Aziz, who was 52, was a prominent member of the All Parties Hurriyat Conference, an alliance of moderate Kashmiri separatist groups at the forefront of the political struggle against Indian rule over part of Kashmir.
The shooting came as Indian security forces tried to prevent about 100,000 Muslims from marching towards the de facto border with Pakistan -- one of the biggest protests ever seen in Kashmir.
The marchers had reached a point just 40 kilometres (24 miles) from the Line of Control, despite repeated efforts by Indian police and paramilitary forces to break up the demonstration with tear gas, rubber bullets and warning shots.
Police said the day's violence had also left at least 200 people injured.
Kashmiri separatist leaders had called the march to protest against an economic blockade of the Muslim-majority Kashmir valley by Hindu extremists in the south of Jammu and Kashmir state.
Muslim separatists have threatened to cross the heavily militarised Line of Control to highlight what they say is the Kashmir valley's proximity to Pakistan rather than the rest of India.
The latest tensions stem from an order by the government of India's Jammu and Kashmir state in June to donate land to a Hindu pilgrimage trust.
The decision sparked a series of violent protests by Muslims that left at least six people dead.

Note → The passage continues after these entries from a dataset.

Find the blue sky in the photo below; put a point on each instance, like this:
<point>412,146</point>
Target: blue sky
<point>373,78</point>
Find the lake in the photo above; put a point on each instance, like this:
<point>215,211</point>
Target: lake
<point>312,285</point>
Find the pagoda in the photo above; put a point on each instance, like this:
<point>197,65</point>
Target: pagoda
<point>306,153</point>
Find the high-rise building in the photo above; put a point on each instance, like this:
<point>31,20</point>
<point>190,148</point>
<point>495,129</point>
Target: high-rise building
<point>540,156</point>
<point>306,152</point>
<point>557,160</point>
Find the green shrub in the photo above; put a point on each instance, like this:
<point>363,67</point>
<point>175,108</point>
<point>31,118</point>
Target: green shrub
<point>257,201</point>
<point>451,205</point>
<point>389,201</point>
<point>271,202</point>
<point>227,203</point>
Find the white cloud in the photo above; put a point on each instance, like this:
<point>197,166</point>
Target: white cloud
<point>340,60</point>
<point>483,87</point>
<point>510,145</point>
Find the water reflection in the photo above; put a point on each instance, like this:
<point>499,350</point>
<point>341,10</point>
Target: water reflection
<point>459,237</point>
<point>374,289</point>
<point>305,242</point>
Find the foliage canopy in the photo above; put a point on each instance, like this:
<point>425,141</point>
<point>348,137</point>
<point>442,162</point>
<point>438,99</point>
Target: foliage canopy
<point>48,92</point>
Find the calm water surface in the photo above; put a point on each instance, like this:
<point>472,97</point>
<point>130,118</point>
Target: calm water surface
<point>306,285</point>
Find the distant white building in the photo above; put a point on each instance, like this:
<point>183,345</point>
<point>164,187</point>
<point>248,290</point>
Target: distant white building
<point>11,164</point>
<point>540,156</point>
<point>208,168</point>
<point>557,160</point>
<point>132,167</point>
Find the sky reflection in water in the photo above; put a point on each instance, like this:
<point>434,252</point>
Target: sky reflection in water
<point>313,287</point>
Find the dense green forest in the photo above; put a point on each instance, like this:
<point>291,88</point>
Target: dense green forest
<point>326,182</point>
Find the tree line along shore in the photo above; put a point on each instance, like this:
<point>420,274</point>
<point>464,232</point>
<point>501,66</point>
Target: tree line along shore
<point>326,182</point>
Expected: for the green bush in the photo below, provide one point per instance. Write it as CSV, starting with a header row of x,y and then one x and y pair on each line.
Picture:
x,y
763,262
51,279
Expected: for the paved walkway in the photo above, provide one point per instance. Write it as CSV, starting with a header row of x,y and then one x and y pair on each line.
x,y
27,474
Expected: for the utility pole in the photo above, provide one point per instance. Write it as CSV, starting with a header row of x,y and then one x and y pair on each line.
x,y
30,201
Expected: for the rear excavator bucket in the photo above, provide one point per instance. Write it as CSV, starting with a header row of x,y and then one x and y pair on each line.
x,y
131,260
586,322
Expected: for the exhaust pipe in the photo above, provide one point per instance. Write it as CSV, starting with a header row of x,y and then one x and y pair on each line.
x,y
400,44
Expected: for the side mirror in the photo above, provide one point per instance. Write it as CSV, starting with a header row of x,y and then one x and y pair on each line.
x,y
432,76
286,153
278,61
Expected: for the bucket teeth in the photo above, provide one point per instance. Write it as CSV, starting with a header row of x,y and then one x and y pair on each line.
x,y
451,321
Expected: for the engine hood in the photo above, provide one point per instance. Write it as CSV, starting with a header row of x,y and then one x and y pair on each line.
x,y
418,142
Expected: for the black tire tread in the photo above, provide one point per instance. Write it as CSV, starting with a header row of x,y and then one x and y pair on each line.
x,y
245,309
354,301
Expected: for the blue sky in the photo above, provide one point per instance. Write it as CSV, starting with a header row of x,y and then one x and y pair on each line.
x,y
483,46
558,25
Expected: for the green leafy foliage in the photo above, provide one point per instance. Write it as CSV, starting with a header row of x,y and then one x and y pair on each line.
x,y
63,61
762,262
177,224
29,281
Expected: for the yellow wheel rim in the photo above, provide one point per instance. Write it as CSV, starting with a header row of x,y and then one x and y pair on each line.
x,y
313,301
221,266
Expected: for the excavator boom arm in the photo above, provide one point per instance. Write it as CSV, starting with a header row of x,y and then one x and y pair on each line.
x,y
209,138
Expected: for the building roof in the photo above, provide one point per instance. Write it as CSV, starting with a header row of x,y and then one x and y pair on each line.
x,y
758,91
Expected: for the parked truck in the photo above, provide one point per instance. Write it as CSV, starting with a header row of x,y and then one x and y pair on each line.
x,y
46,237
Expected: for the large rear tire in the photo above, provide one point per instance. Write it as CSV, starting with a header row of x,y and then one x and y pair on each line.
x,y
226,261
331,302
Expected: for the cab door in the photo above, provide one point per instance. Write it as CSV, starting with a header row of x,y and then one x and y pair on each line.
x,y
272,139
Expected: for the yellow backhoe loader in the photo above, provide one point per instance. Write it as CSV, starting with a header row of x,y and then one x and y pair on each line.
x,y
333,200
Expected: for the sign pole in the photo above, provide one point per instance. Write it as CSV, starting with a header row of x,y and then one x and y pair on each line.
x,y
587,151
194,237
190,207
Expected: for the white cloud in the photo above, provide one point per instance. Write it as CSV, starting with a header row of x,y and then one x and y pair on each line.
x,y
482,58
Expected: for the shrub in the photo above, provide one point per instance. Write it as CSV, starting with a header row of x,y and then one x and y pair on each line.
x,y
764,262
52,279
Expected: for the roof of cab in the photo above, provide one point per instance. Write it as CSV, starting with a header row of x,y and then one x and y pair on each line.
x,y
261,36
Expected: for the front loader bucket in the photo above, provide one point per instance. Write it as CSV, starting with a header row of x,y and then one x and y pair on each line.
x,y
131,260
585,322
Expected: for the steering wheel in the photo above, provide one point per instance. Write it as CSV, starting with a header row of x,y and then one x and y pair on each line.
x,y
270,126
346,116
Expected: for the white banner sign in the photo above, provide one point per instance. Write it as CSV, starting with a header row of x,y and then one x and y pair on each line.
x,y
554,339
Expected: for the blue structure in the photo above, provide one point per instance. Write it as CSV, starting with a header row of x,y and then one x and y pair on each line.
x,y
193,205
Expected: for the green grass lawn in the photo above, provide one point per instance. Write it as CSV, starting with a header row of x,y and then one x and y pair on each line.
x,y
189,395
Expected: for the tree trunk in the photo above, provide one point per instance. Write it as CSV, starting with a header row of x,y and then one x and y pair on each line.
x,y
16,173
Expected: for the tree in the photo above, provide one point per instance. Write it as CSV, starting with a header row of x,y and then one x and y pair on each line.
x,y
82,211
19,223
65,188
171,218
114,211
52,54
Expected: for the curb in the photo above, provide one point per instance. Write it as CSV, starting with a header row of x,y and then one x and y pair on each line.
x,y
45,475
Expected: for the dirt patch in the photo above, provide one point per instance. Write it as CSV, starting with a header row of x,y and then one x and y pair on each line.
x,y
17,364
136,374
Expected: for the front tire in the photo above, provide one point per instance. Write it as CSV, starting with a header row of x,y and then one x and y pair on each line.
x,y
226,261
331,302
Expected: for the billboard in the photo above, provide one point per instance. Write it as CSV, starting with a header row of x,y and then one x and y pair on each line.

The plan was then cancelled, only to cause riots in Hindu-dominated Jammu, while Hindu hardliners began blocking road access to the Kashmir valley -- a move that has badly hit Muslim traders.
The blockade has led to shortages of essentials such as medicines.
Fruit growers and traders had also vowed to cross the Line of Control so they can sell their produce in Muzaffarabad, the capital of Pakistani Kashmir.
Aziz, who had been jailed on several occasions for demanding Indian Kashmir be handed to arch-rival Pakistan, is the third prominent separatist leader to have been killed since the eruption of the Muslim insurgency in 1989.
Mirwaiz Molvi Mohammed Farooq, who was chief cleric at Kashmir's main mosque, was killed by unidentified gunmen in 1990. Another top separatist, Abdul Gani Lone, was gunned down in 2002.
Militants and Indian security forces traded blame for each of those killings, which were followed by a sharp upsurge in violence.